My proof has a hole there, wonder if anyone can help me fill it in?
$$f^*(w \wedge \theta) = (f^*w) \wedge (f^* \theta)$$
By definition,
$$f^*w(x) = (df_x)^*w[f(x)].$$
So I understand $w[f(x)]$ as the $p$-tensor eats a $p$-vector $f(x)$.
The main problem is, that I don't think the function $f$ whose range is a $p$-dimensional vector space can distribute into $w$ and $\theta$ respectively, as what I hope to reach after the question marks.
In order to make $w \otimes \theta$ makes sense on the left hand side, we want $w$ to eat an $m$-vector and $\theta$ to eat an $n$-vector, where $m+n=p$. Hence, how can each $w$ and $\theta$ eats a $p$-vector $f$?

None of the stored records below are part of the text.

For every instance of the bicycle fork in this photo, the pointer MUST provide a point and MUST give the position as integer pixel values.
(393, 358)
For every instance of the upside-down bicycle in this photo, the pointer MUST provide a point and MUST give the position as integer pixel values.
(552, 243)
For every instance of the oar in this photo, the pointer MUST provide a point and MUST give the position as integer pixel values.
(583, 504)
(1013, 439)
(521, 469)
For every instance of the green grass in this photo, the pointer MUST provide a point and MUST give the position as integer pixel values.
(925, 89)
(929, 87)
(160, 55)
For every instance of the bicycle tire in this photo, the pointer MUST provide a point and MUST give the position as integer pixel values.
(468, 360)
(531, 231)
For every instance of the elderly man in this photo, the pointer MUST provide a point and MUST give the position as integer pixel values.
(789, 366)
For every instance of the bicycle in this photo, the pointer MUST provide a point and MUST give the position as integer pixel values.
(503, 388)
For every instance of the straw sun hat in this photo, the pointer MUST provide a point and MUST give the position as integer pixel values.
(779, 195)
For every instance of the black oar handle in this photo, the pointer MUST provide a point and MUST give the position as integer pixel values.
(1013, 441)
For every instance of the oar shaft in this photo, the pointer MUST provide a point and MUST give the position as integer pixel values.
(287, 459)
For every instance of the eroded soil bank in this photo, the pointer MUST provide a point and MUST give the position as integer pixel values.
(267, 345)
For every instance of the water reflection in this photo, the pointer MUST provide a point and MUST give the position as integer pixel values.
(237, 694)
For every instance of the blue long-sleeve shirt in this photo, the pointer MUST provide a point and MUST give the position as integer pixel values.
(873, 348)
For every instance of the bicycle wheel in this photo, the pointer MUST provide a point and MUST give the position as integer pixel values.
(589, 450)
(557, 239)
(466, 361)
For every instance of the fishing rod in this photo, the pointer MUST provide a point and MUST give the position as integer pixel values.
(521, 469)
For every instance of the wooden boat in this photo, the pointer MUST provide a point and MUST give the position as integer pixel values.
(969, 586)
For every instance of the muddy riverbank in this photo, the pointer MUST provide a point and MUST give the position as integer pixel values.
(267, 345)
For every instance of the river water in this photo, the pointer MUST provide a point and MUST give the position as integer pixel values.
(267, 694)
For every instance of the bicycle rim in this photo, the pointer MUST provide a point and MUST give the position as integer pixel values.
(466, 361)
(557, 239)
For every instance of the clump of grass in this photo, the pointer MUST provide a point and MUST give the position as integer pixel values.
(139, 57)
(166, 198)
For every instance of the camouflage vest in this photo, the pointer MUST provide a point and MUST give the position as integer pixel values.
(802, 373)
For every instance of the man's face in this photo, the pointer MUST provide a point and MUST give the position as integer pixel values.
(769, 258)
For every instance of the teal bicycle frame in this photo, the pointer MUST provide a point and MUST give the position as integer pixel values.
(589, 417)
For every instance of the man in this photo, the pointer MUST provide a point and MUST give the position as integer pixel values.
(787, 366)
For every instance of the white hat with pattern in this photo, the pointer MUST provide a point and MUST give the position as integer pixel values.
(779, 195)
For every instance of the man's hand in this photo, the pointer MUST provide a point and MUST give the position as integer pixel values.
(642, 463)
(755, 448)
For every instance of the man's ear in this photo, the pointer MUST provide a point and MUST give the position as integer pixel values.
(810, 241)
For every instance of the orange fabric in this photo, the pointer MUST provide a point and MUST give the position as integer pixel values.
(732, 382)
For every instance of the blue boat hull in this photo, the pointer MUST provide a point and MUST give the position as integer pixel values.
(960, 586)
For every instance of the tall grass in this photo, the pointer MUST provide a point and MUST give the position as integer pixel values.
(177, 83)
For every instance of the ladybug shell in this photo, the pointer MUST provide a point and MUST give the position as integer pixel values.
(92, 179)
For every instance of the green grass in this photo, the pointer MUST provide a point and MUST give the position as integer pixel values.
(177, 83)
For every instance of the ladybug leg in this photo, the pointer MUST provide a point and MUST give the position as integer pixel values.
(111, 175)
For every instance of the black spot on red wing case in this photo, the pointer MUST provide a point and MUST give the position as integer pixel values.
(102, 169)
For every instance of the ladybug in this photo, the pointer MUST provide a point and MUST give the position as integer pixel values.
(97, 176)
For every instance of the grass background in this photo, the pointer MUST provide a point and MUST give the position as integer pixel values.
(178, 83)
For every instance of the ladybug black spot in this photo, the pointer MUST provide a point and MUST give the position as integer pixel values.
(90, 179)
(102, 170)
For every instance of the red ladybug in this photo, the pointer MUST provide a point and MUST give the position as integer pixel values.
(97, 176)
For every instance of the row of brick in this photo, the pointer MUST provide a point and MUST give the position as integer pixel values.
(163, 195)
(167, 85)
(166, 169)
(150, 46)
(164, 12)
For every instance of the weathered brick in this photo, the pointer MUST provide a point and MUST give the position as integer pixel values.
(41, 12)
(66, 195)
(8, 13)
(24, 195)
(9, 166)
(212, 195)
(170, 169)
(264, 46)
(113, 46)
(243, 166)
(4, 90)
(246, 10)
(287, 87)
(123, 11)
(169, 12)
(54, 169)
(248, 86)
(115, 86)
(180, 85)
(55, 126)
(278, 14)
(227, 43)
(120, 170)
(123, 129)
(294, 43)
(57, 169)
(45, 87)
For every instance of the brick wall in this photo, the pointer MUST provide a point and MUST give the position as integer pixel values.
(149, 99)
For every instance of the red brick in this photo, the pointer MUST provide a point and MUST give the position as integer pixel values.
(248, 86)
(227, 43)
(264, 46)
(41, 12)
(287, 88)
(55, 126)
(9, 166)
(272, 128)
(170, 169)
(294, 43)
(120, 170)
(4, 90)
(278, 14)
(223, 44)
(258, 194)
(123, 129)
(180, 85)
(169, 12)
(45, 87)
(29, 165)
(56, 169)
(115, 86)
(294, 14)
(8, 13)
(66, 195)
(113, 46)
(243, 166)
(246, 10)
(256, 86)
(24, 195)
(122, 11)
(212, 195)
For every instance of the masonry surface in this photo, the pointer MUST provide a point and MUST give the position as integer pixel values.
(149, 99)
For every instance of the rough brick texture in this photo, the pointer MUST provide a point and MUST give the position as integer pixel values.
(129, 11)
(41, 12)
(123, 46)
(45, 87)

\begin{eqnarray} f^*(w \wedge \theta) & = &(df_x)^* (w \wedge \theta) (f)\\ & = &(df_x)^* \operatorname{Alt}(w \otimes \theta) (f)\\ & = &(df_x)^* \frac{1}{p!}\sum_{\pi \in S_p}(-1)^\pi(w \otimes \theta)^\pi (f)\\ & = & ???\\ & = &\frac{1}{p!}\sum_{\pi \in S_p}(-1)^\pi((df_x)^*w(f) \otimes (df_x)^*\theta(f))^\pi\\ & = & \operatorname{Alt}[(df_x)^*w(f) \otimes (df_x)^*\theta(f)]\\ & = &(df_x)^*w(f) \wedge (df_x)^*\theta(f)\\ & = &(f^*w) \wedge (f^* \theta). \end{eqnarray}
Suppose $\omega$ and $\phi$ are one-forms on $N$ and $f: M \rightarrow N$ is a function. The form $\omega \wedge \phi$ is a two-form on $N$ and the pull-back under $f$ would be denoted $f^*(\omega \wedge \phi)$ it is a two-form on $M$. In particular, the definition can be made precise in terms of two vectors at $p \in M$. \begin{align} f^*(\omega \wedge \phi)(v,w) &= (\omega \wedge \phi) (d_pf(v),d_p(w)) \\ &= (\omega \otimes \phi- \phi \otimes \omega) (d_pf(v),d_p(w)) \\ &= (\omega \otimes \phi)(d_pf(v),d_p(w))- (\phi \otimes \omega) (d_pf(v),d_p(w)) \\ &= \omega (d_pf(v) \phi(d_p(w))- \phi (d_pf(v))\omega (d_p(w)) \\ &= (f^*\omega)(v) (f^*\phi)(w)- (f^*\phi)(v)(f^*\omega)(w) \\ &= (f^*\omega \otimes f^*\phi)(v,w)- (f^*\phi \otimes f^*\omega)(v,w) \\ &= (f^*\omega \otimes f^*\phi - f^*\phi \otimes f^*\omega)(v,w) \\ &= (f^*\omega \wedge f^*\phi)(v,w) \end{align} This holds for all $v,w \in T_pM$ hence the identity $f^*(\omega \wedge \phi) = f^*\omega \wedge f^*\phi$ holds. This argument can be generalized for $\omega$ a $k$-form and $\phi$ a $r$-form, you just have to sort through the antisymmetrization. Looks like you may already have those tools ready to use, so I hope this case suffices to get you started.